Now onto the life part. They say “with life comes death and the other way around”, well they were right. With the loss of my dad we did gain the life of my niece Evelynn Nicole Bargmann. Evelynn was born on June 30th, 2016, two months early and weighing in at a great base weight but bad birth weight of 2lbs 7oz. My family stayed strong and Evelynn is now happy, healthy, squishier and cuter than ever. I have to give my brother Nick and my sister-in-law Kristen, a huge shout out here. Not only were they still grieving but enduring the physical and psychological trials of a premature baby in the NICU for a month, but the many trying months before and after a baby is born. At this point I’d say they’d both successfully thru-hike the trail and would probably smile the whole way.
Last but not least there is Mom. Let me just say “I love you Mom!” My mom, Linda, has been the rock to all of us through the hard times this year and all the years of our lives before. Without her I don’t know how I would have coped with my dads loss. She’s beautiful, loving, smart, strong, and well a survivor. She has made me the woman I am and I am a proud daughter. That is why she is my main support unit on my hike. Her favorite animal is the Puffin and her official trail name is Momma Puffin or Mother Puffin, as she says. Mom rules.
Why I Am Hiking The A.T.
I will share my ‘list of reasons’ in a separate post, this is the more in depth version.
- I strongly believe that the Appalachian Trail is magical. Mother nature is magical. It heals the mind, body and soul. There’s not much the fresh air and sunshine won’t fix and I know it can help fix my broken heart.
- Not only am I hiking the AT for me but for my dad; he would be so proud and so jealous that I am actually doing this. Dad talked about hiking it with me but would joke that he’s “too old and too tired”.
- When my dad died a piece of me died too; and I know the trail will help me bring that part of me to life again.
- To honor my family. Because of them I am able to do this.
- I want to make my mom, my husband, my brother and my grandparents proud.
- It will be a story I cant wait to tell my little niece and my future kids someday and hopefully inspire them to dream.
- To inspire all the people in my life to dream and live life to the fullest.
- The fact the the odds are against me just makes me want to hike it even more. I love a good challenge. Defying the odds will make me feel like a bad-ass if I complete the whole thing and I could use the confidence boost.
- I want to live. I want to thrive. I want to be free.
- So I can let go of everything and let in the beauty of the trail.

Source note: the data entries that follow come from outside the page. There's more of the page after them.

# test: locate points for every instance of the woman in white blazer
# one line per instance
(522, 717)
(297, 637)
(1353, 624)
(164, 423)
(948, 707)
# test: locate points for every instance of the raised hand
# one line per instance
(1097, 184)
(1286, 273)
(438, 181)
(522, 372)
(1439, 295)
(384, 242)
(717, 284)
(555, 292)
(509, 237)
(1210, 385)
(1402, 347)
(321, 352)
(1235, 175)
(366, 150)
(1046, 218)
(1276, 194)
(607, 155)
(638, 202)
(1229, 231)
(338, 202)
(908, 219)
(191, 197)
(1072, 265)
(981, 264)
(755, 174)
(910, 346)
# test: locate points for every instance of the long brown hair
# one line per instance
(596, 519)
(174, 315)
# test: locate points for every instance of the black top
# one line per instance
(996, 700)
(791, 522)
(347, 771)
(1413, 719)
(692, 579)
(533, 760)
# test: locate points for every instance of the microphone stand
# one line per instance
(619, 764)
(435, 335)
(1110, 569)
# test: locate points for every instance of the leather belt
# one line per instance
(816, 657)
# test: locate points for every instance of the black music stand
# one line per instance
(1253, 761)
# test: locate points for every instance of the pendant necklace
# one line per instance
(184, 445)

- I want to be completely emerged in nature. No work, no traffic, no schedule, no driving. My goal each day will be to enjoy each day. Also to survive.
- Why do I want to hike the AT? So I can take a long walk and smell the roses, all the roses. So I can spend everyday in the elements and let they remind me to be thankful for the sun the wind and the rain; for all the mountains, forests and trees; for each sunrise, each sunset.
If you made it this far not only am I impressed with you but with myself as well.
Now that all of that is off of my chest I must go and continue trying to lower my base weight. Only 43 days until Springer Mountain and there’s still a lot of work to be done.